All Products
Search
Document Center

MaxCompute:Java UDTFs

Last Updated:Sep 23, 2024

MaxCompute allows you to write user-defined table-valued functions (UDTFs) in Java. This helps process complex data processing tasks in an efficient manner. Java UDTFs can better meet specific data processing requirements and improve development efficiency and processing performance based on the characteristics of Java. This topic describes the code structure, precautions, and examples of UDTFs.

UDTF code structure

You can use Maven in IntelliJ IDEA or MaxCompute Studio to write UDTF code in Java. The UDTF code can contain the following information:

  • Java package: optional.

    You can package Java classes that are defined into a JAR file for future use.

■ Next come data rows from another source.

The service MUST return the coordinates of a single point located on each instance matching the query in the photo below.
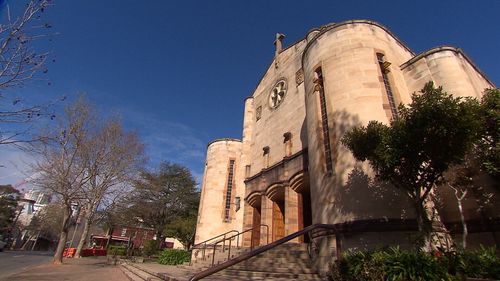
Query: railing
(237, 236)
(329, 227)
(204, 245)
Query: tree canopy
(429, 135)
(162, 197)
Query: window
(229, 190)
(247, 170)
(319, 87)
(384, 68)
(258, 113)
(265, 155)
(237, 202)
(287, 140)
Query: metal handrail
(231, 238)
(204, 243)
(267, 247)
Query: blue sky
(178, 71)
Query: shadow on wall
(351, 192)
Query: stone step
(138, 273)
(291, 268)
(253, 275)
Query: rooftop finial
(278, 43)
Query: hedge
(174, 257)
(395, 264)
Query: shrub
(174, 257)
(150, 248)
(482, 263)
(393, 264)
(117, 251)
(396, 264)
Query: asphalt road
(12, 262)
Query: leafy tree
(182, 229)
(429, 135)
(9, 197)
(160, 198)
(488, 148)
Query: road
(12, 262)
(32, 266)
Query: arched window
(384, 69)
(319, 87)
(229, 190)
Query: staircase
(285, 262)
(279, 261)
(220, 257)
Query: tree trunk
(89, 216)
(83, 238)
(63, 236)
(423, 222)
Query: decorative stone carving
(299, 76)
(277, 94)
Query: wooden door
(278, 220)
(256, 229)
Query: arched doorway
(300, 184)
(276, 194)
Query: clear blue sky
(178, 71)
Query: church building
(289, 170)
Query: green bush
(395, 264)
(174, 257)
(482, 263)
(117, 251)
(150, 248)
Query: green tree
(488, 147)
(9, 197)
(429, 135)
(182, 229)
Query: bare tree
(112, 158)
(60, 167)
(20, 63)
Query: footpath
(83, 269)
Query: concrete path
(84, 269)
(12, 262)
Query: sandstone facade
(290, 169)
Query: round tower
(219, 211)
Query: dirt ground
(83, 269)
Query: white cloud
(14, 165)
(168, 141)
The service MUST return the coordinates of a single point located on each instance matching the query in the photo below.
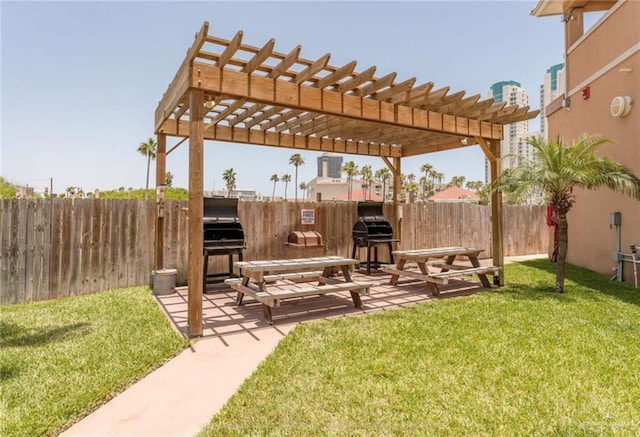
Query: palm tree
(148, 148)
(286, 179)
(229, 177)
(439, 176)
(557, 169)
(351, 169)
(411, 188)
(274, 178)
(303, 187)
(297, 161)
(474, 186)
(367, 176)
(383, 175)
(456, 181)
(427, 169)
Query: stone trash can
(164, 281)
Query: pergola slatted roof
(230, 91)
(260, 96)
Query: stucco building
(602, 89)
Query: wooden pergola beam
(284, 100)
(275, 92)
(180, 84)
(278, 139)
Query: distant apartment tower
(552, 87)
(514, 134)
(330, 166)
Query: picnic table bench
(443, 258)
(258, 279)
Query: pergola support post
(491, 149)
(161, 166)
(196, 210)
(397, 201)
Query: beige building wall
(607, 60)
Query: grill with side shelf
(223, 235)
(371, 230)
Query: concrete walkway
(182, 396)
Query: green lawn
(521, 360)
(63, 358)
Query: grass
(63, 358)
(522, 360)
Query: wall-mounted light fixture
(621, 106)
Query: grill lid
(371, 209)
(220, 209)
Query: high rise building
(514, 134)
(330, 166)
(552, 87)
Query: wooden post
(497, 215)
(161, 166)
(396, 196)
(196, 210)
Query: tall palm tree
(351, 169)
(303, 187)
(557, 169)
(411, 188)
(474, 185)
(367, 176)
(297, 160)
(457, 181)
(383, 175)
(286, 179)
(229, 177)
(427, 169)
(274, 178)
(439, 176)
(148, 148)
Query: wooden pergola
(227, 90)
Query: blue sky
(81, 80)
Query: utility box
(305, 239)
(164, 281)
(307, 244)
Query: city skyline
(90, 93)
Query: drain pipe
(618, 257)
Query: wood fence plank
(60, 247)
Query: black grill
(223, 235)
(371, 230)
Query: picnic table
(437, 265)
(270, 281)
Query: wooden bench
(271, 298)
(443, 277)
(293, 277)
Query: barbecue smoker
(371, 230)
(223, 235)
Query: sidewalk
(181, 397)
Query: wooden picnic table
(442, 258)
(258, 279)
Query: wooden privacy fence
(64, 247)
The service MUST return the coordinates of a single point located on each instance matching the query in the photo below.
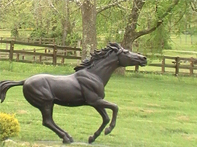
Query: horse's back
(43, 88)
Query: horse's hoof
(91, 139)
(107, 130)
(66, 140)
(71, 139)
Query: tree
(89, 12)
(131, 31)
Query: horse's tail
(5, 85)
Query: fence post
(176, 66)
(136, 68)
(54, 55)
(191, 66)
(163, 65)
(11, 50)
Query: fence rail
(177, 63)
(30, 40)
(53, 54)
(49, 54)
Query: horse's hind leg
(47, 112)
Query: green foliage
(154, 110)
(9, 126)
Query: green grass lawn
(154, 110)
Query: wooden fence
(30, 40)
(53, 54)
(48, 54)
(177, 63)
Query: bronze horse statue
(84, 87)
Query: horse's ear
(115, 45)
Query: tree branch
(159, 22)
(52, 6)
(194, 8)
(100, 9)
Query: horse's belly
(68, 93)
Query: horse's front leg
(106, 120)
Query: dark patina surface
(84, 87)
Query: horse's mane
(98, 54)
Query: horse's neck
(105, 67)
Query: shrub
(9, 126)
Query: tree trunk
(65, 22)
(89, 41)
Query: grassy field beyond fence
(154, 110)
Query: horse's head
(128, 58)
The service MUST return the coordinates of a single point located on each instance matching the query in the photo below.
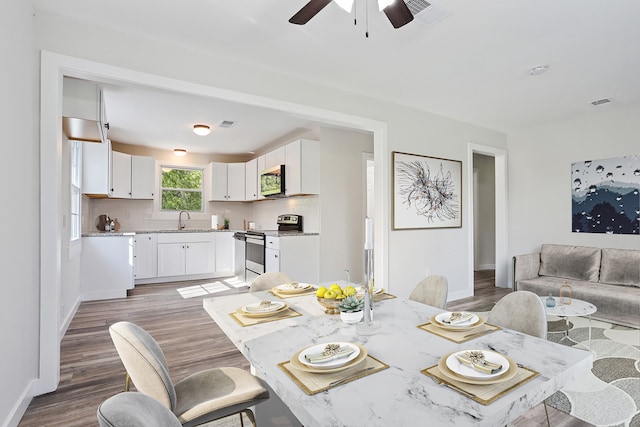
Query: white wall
(540, 176)
(342, 212)
(19, 252)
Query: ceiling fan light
(347, 5)
(384, 3)
(201, 130)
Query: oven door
(255, 253)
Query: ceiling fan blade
(398, 13)
(308, 11)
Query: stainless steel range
(254, 258)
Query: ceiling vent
(425, 12)
(226, 124)
(601, 101)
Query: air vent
(601, 101)
(425, 12)
(226, 124)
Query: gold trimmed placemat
(285, 295)
(312, 383)
(249, 321)
(459, 336)
(481, 393)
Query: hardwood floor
(91, 370)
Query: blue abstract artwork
(606, 196)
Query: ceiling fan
(396, 10)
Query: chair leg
(546, 412)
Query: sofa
(607, 278)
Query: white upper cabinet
(302, 163)
(274, 158)
(251, 180)
(120, 175)
(227, 181)
(142, 177)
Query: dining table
(401, 394)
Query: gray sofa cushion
(620, 267)
(570, 262)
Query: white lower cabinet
(145, 256)
(182, 254)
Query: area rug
(610, 394)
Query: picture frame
(427, 192)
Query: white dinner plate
(467, 371)
(332, 363)
(256, 308)
(293, 287)
(442, 319)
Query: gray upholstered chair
(131, 409)
(522, 311)
(432, 290)
(197, 399)
(267, 281)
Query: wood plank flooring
(91, 370)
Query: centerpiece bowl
(330, 305)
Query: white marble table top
(400, 395)
(576, 308)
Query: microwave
(272, 182)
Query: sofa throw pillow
(620, 267)
(570, 262)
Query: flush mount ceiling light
(540, 69)
(201, 130)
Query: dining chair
(521, 311)
(432, 290)
(267, 281)
(133, 409)
(199, 398)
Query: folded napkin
(330, 352)
(458, 317)
(475, 359)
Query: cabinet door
(235, 182)
(271, 260)
(120, 175)
(171, 259)
(251, 180)
(145, 256)
(218, 181)
(96, 168)
(225, 252)
(199, 258)
(142, 177)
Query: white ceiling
(472, 65)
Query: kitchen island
(400, 395)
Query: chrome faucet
(180, 224)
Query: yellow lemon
(330, 294)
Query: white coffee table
(576, 308)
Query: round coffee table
(575, 308)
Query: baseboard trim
(20, 406)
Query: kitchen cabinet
(274, 158)
(182, 254)
(145, 256)
(225, 252)
(106, 267)
(302, 167)
(297, 256)
(251, 180)
(227, 181)
(84, 115)
(117, 175)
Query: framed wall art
(605, 196)
(427, 192)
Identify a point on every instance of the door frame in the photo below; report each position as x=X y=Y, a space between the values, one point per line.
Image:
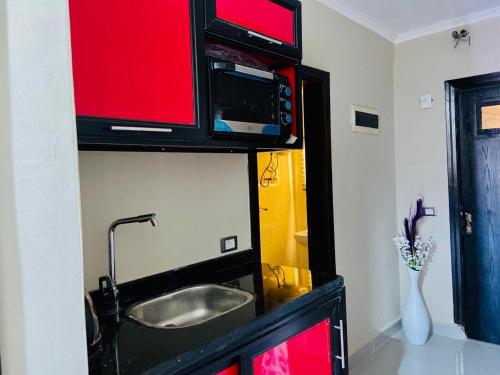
x=318 y=169
x=452 y=90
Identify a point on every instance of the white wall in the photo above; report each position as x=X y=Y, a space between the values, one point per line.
x=422 y=66
x=42 y=328
x=360 y=63
x=199 y=198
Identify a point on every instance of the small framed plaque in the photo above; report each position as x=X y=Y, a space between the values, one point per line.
x=365 y=120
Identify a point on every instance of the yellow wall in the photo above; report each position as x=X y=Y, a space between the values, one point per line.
x=283 y=209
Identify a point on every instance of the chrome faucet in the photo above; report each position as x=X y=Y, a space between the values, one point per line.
x=111 y=290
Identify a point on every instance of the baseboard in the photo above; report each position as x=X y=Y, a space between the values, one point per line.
x=452 y=331
x=376 y=343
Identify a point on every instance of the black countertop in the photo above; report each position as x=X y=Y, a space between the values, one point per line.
x=130 y=348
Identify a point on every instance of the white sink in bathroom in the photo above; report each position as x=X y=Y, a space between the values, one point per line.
x=301 y=237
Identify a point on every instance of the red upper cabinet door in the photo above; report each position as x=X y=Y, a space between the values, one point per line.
x=270 y=25
x=133 y=60
x=265 y=17
x=309 y=352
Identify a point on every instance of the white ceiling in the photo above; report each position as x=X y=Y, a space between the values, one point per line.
x=401 y=20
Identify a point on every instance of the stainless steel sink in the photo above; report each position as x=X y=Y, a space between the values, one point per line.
x=189 y=306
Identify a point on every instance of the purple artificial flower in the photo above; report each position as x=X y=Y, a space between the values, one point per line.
x=410 y=223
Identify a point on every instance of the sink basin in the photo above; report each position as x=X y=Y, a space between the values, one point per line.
x=301 y=237
x=189 y=306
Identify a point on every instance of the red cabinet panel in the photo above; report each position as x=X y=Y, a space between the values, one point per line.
x=262 y=16
x=309 y=352
x=233 y=370
x=133 y=60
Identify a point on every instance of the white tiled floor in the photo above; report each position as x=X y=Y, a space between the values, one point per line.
x=440 y=356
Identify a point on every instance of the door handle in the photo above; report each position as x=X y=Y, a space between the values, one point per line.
x=246 y=70
x=468 y=222
x=340 y=327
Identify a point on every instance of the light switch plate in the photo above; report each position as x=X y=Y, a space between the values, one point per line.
x=229 y=244
x=430 y=211
x=426 y=101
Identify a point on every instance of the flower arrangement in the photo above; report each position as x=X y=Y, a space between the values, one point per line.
x=412 y=247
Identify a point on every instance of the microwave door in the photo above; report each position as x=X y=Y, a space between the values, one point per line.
x=244 y=101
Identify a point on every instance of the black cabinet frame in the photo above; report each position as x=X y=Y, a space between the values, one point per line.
x=333 y=308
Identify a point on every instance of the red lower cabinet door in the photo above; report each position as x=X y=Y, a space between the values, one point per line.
x=232 y=370
x=133 y=60
x=308 y=352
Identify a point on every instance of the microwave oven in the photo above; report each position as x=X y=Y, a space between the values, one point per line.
x=250 y=103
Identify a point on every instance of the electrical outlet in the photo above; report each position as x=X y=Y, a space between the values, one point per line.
x=228 y=244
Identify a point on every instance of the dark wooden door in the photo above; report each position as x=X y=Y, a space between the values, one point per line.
x=479 y=138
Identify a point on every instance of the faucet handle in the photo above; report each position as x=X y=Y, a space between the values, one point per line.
x=110 y=295
x=106 y=286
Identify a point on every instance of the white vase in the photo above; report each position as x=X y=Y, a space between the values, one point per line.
x=416 y=319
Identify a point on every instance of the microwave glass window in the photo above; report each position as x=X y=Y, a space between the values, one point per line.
x=240 y=98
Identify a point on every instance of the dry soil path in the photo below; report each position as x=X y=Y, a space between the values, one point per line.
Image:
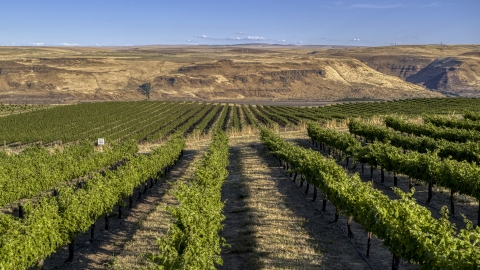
x=270 y=223
x=136 y=232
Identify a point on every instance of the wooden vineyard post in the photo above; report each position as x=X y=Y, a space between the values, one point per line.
x=324 y=203
x=40 y=264
x=430 y=193
x=92 y=232
x=382 y=175
x=369 y=243
x=478 y=218
x=146 y=187
x=107 y=224
x=349 y=226
x=395 y=262
x=21 y=212
x=71 y=250
x=120 y=211
x=452 y=206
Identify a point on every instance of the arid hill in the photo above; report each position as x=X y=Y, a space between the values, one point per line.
x=450 y=70
x=254 y=72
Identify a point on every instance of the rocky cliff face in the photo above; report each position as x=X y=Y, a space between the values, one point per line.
x=454 y=76
x=117 y=74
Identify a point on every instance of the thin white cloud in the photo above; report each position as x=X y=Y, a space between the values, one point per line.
x=232 y=38
x=68 y=44
x=436 y=4
x=372 y=6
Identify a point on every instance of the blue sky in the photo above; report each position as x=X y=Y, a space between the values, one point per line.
x=146 y=22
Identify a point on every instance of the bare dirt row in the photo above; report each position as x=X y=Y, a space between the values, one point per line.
x=127 y=239
x=271 y=223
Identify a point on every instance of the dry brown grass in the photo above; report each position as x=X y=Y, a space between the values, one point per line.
x=274 y=232
x=157 y=222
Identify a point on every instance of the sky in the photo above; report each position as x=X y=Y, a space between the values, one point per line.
x=226 y=22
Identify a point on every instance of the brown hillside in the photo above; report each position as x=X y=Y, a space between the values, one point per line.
x=198 y=72
x=450 y=70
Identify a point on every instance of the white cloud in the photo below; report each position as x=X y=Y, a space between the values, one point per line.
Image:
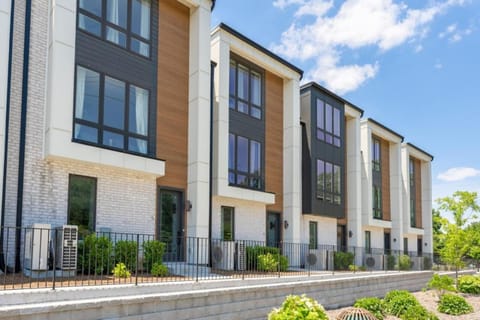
x=356 y=24
x=458 y=174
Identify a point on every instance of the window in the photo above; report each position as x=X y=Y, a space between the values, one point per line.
x=246 y=89
x=125 y=23
x=245 y=162
x=329 y=178
x=377 y=202
x=328 y=123
x=313 y=240
x=82 y=198
x=376 y=154
x=228 y=224
x=110 y=112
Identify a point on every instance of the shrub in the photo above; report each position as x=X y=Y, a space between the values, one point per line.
x=341 y=260
x=121 y=271
x=159 y=270
x=455 y=305
x=372 y=304
x=397 y=302
x=126 y=252
x=404 y=262
x=299 y=307
x=469 y=284
x=153 y=251
x=95 y=255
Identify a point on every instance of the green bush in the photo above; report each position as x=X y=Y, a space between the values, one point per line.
x=397 y=302
x=455 y=305
x=341 y=260
x=126 y=252
x=121 y=271
x=159 y=270
x=373 y=304
x=298 y=308
x=153 y=251
x=95 y=255
x=404 y=262
x=469 y=284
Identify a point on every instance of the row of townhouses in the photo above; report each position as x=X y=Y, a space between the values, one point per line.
x=134 y=116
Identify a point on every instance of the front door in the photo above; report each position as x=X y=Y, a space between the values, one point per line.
x=273 y=229
x=170 y=228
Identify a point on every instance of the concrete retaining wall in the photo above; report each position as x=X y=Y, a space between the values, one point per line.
x=252 y=299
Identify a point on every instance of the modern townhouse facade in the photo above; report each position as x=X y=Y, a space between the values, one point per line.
x=131 y=116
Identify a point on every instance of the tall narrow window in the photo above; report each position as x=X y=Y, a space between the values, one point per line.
x=228 y=224
x=313 y=234
x=82 y=198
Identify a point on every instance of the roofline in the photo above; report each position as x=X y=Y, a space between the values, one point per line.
x=259 y=47
x=325 y=90
x=384 y=127
x=421 y=150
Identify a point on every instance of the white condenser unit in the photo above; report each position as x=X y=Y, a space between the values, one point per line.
x=66 y=247
x=37 y=238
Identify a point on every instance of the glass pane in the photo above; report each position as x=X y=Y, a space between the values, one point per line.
x=90 y=25
x=86 y=133
x=138 y=111
x=137 y=145
x=140 y=47
x=256 y=88
x=116 y=37
x=112 y=139
x=320 y=114
x=117 y=12
x=87 y=94
x=141 y=18
x=92 y=6
x=114 y=103
x=242 y=154
x=242 y=82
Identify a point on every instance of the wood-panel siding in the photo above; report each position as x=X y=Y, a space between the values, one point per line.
x=418 y=193
x=274 y=139
x=385 y=168
x=172 y=99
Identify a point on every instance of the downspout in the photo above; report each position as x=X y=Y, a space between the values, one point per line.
x=7 y=121
x=23 y=129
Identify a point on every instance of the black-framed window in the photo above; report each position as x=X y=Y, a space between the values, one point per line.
x=376 y=160
x=228 y=224
x=125 y=23
x=328 y=123
x=245 y=162
x=377 y=202
x=82 y=202
x=329 y=179
x=110 y=112
x=246 y=89
x=313 y=235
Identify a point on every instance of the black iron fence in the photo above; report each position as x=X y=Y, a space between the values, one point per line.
x=51 y=258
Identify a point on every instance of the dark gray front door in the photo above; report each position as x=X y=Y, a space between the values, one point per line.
x=170 y=227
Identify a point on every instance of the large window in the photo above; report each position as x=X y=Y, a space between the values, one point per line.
x=246 y=89
x=245 y=162
x=329 y=178
x=110 y=112
x=82 y=198
x=228 y=224
x=328 y=123
x=125 y=23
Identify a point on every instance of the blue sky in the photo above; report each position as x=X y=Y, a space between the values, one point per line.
x=411 y=65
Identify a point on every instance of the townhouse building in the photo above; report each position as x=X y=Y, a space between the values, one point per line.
x=131 y=116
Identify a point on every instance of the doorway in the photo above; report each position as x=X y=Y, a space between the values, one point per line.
x=170 y=224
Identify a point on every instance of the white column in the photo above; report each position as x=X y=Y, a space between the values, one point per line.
x=292 y=161
x=5 y=11
x=199 y=121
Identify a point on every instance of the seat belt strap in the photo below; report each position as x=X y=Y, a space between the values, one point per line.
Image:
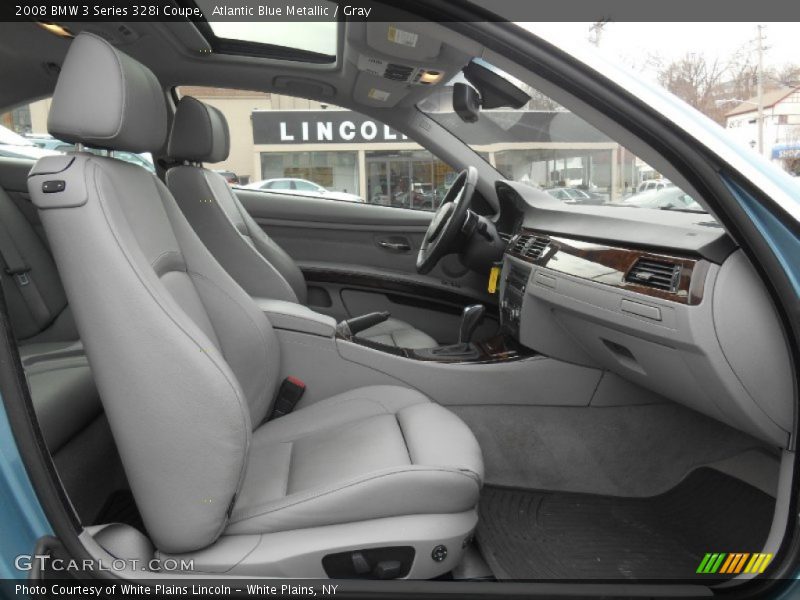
x=19 y=270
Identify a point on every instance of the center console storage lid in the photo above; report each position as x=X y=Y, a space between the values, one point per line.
x=296 y=317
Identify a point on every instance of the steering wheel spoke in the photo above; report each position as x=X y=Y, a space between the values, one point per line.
x=445 y=229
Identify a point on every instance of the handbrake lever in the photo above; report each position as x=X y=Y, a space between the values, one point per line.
x=351 y=327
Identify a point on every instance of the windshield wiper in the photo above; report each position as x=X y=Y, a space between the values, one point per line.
x=689 y=210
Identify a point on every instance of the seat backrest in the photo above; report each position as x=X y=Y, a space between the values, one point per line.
x=35 y=298
x=185 y=362
x=200 y=134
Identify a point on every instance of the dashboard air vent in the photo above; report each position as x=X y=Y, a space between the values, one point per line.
x=519 y=244
x=657 y=274
x=537 y=247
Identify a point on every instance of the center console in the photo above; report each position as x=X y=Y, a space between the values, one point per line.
x=512 y=293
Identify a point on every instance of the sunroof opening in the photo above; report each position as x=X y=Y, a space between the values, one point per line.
x=302 y=40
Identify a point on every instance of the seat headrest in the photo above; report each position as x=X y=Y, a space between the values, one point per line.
x=106 y=99
x=199 y=132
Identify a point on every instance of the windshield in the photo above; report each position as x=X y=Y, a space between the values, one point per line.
x=546 y=146
x=9 y=138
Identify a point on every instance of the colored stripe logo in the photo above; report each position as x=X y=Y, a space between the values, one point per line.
x=733 y=563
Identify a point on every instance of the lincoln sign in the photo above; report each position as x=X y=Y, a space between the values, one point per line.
x=347 y=127
x=319 y=127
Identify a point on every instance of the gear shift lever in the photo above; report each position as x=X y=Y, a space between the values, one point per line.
x=469 y=322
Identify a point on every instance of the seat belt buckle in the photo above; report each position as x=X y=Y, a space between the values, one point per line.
x=289 y=394
x=21 y=275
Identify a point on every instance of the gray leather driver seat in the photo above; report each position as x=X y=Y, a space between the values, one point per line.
x=187 y=369
x=200 y=134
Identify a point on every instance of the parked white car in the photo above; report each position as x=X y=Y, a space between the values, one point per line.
x=301 y=187
x=13 y=145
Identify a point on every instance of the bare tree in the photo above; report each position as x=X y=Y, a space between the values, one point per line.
x=785 y=76
x=696 y=80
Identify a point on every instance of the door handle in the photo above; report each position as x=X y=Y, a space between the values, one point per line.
x=395 y=246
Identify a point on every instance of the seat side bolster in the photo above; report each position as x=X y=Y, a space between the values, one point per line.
x=200 y=198
x=438 y=438
x=376 y=495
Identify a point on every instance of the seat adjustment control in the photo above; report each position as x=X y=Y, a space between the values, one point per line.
x=360 y=564
x=53 y=186
x=388 y=569
x=439 y=553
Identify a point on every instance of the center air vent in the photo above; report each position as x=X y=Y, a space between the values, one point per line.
x=657 y=274
x=537 y=247
x=529 y=246
x=519 y=244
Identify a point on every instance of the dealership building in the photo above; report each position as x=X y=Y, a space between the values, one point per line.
x=275 y=136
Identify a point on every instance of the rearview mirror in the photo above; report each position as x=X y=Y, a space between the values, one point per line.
x=466 y=102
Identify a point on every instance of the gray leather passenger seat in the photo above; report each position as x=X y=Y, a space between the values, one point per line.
x=187 y=367
x=200 y=134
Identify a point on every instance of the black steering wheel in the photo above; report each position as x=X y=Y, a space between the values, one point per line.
x=448 y=221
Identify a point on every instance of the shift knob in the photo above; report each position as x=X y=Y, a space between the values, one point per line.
x=469 y=322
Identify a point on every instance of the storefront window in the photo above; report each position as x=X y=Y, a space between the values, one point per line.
x=407 y=178
x=312 y=172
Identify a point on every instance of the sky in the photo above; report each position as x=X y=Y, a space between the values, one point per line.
x=631 y=43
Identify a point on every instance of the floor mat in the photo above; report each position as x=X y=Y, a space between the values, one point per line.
x=534 y=535
x=121 y=508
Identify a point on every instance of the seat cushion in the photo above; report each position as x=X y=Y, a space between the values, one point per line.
x=372 y=452
x=394 y=332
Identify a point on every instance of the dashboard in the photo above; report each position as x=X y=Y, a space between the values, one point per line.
x=672 y=306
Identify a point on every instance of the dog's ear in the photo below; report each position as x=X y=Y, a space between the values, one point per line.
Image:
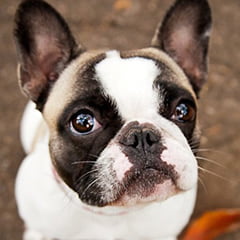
x=184 y=35
x=45 y=46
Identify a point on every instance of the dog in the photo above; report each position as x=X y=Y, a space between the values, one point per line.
x=109 y=134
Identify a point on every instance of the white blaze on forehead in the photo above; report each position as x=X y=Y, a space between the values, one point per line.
x=129 y=82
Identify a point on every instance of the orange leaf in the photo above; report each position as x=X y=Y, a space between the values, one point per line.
x=212 y=224
x=122 y=4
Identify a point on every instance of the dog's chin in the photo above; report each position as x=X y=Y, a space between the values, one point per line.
x=158 y=193
x=147 y=187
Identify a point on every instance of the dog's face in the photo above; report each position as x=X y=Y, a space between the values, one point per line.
x=121 y=123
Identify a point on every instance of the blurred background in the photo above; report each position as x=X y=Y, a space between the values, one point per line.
x=129 y=24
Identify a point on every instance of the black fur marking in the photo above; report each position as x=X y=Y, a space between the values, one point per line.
x=173 y=94
x=79 y=153
x=184 y=36
x=45 y=47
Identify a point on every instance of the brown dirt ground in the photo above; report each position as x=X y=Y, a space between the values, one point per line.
x=97 y=24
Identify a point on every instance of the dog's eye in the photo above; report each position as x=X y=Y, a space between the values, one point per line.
x=184 y=112
x=83 y=122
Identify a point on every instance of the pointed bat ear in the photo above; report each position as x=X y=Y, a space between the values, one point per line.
x=184 y=35
x=45 y=46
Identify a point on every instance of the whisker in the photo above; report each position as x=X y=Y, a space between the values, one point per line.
x=93 y=155
x=89 y=185
x=211 y=161
x=203 y=184
x=208 y=150
x=77 y=162
x=213 y=174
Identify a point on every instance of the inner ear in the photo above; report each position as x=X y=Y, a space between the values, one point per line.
x=45 y=46
x=184 y=35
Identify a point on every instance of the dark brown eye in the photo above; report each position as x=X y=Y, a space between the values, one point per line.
x=83 y=122
x=184 y=112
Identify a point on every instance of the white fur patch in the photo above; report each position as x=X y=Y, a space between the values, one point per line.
x=129 y=83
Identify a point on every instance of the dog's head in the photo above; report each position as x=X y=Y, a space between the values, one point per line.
x=121 y=123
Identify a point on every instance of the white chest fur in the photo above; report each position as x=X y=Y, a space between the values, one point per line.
x=52 y=209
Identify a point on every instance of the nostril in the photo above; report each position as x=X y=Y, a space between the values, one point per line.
x=151 y=138
x=132 y=139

  • Base UDTF classes: required.

    The following base UDTF classes must be included: com.aliyun.odps.udf.UDTF, com.aliyun.odps.udf.annotation.Resolve, and com.aliyun.odps.udf.UDFException. com.aliyun.odps.udf.annotation.Resolve specifies a @Resolve annotation, and com.aliyun.odps.udf.UDFException specifies the method that is used to implement Java classes. If you need to use other UDTF classes or complex data types, add the required classes by following the instructions provided in Overview.

  • Custom Java class: required.

    A custom class is the organizational unit of UDTF code. This class defines the variables and methods that are used to meet your business requirements.

  • @Resolve annotation: required.

    The annotation is in the @Resolve(<signature>) format. The signature is a function signature that defines the data types of input parameters and the return values of a UDTF. You cannot obtain function signatures for UDTFs by using the reflection feature. You can obtain a function signature only by using a @Resolve annotation, such as @Resolve("smallint->varchar(10)"). For more information about the @Resolve annotation, see @Resolve annotations in this topic.

  • Methods to implement the custom Java class: required.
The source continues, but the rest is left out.